Grant Recipient: Cincinnati Children’s Hospital Medical Center (CCHMC)

Title: Defining Quality Performance Measures for Pediatric Emergency Care
Project Period:

October 1, 2007, to September 30, 2010

Project Team: This multi-site project team is led by Evaline Alessandrini, MD, MSCE, (CCHMC) and includes: Elizabeth Alpern, MD, MSCE, and Kathy Shaw, MD, MSCE, (both from Children's Hospital of Philadelphia); Jim Chamberlain, MD, (Children’s National Medical Center); Mark Gorelick, MD, MSCE, (Children’s Hospital of Wisconsin); and Richard Ruddy, MD, and Kartik Varadarajan, MPH, (both of CCHMC).

Background: Assessing the quality of medical care and identifying opportunities for improvement of care is an important responsibility of medical professionals, as well as all health care facilities. Though children account for 20% of emergency care visits nationally, few measures have been defined for assessing the emergency care of pediatric patients.  This project seeks to improve pediatric emergency care through the consensus identification of pediatric emergency care performance measures and associated elements of documentation.

Providing a framework for the measurement of pediatric emergency care will facilitate national benchmarking as well as an opportunity for development of risk adjustment processes to facilitate better pediatric emergency care research.

Project Progress:

2009-2010 The expert panel collapses the 60 measures to 15 available in charting/electronic medical records for evaluation of pediatric emergency care.  Reseachers from the Pediatric Emergency Care Applied Research Network (PECARN) are surveyed to validate the availability of 15 data elements in electronic medical records.  Proposed data elements also are integrated into an electronic medical record design for pilot implementation and evaluation.

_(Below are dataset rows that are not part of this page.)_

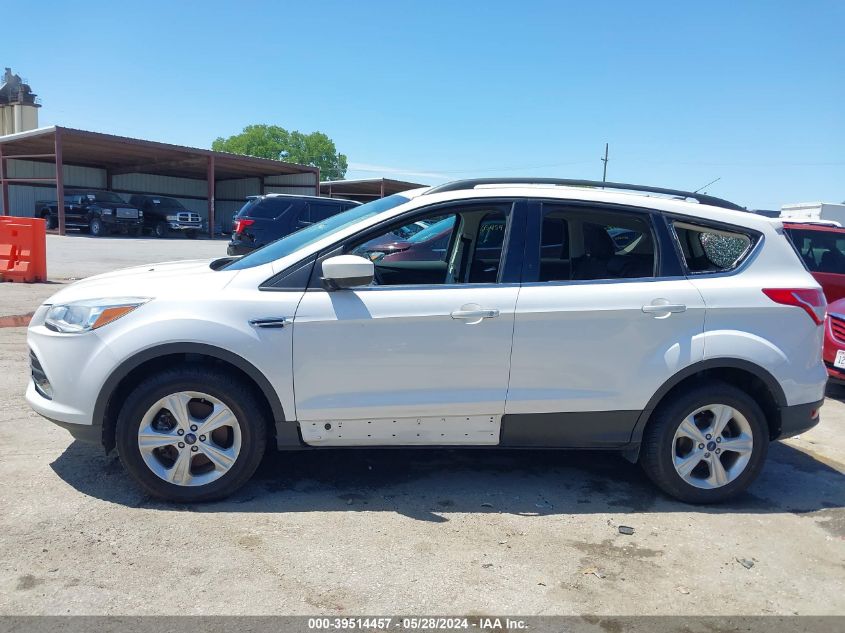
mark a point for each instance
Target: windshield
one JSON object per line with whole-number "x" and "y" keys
{"x": 315, "y": 232}
{"x": 104, "y": 196}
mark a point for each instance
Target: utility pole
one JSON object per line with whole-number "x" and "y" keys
{"x": 604, "y": 160}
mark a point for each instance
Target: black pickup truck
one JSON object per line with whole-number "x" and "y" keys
{"x": 98, "y": 212}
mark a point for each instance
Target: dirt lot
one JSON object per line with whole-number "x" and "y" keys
{"x": 406, "y": 531}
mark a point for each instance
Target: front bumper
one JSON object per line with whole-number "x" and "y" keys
{"x": 798, "y": 418}
{"x": 184, "y": 226}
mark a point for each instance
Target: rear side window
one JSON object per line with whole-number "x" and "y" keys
{"x": 822, "y": 251}
{"x": 707, "y": 249}
{"x": 265, "y": 208}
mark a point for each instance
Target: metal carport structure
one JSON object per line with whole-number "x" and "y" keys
{"x": 44, "y": 158}
{"x": 366, "y": 189}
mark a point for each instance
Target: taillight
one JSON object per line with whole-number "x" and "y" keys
{"x": 811, "y": 300}
{"x": 242, "y": 223}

A PECARN research group is established to define a map for future pediatric research utilizing the defined performance measures and enhanced capabilities of determining pediatric risk adjustment.

An EMSC webcast takes place on November 2.  Additionally, a Pediatric Emergency Care Performance Improvement Toolkit is developed and will be posted to the EMSC National Resource Center website.

2008-2009 A review of the 200 measures results in the identification of 60 measures considered to cross all targets of quality pediatric emergency care.

2007-2008 An inventory of existing pediatric emergency care quality criteria is developed.  Approximately 200 measures of quality pediatric emergency care are isolated from the inventory. An expert multidisciplinary panel inclusive of physicians, nurses, and family members is recruited to review the measures.

Dissemination and Sustainability: Presentations:

  • Pediatric Academic Society Meeting – 2009
  • EMSC Program Meeting – 2009
  • Interagency Committee of Emergency Medicine – 2009
  • American Academy of Pediatrics' Section on Emergency Medicine Leadership Conference - 2010

  • One manuscript has been submitted for publication consideration and additional manuscripts are under development.
  • An online toolkit is developed and will be posted to the EMSC National Resource Center website.
  • Performance measures will be submitted to the Agency for Health Care Research and Quality Clearinghouse.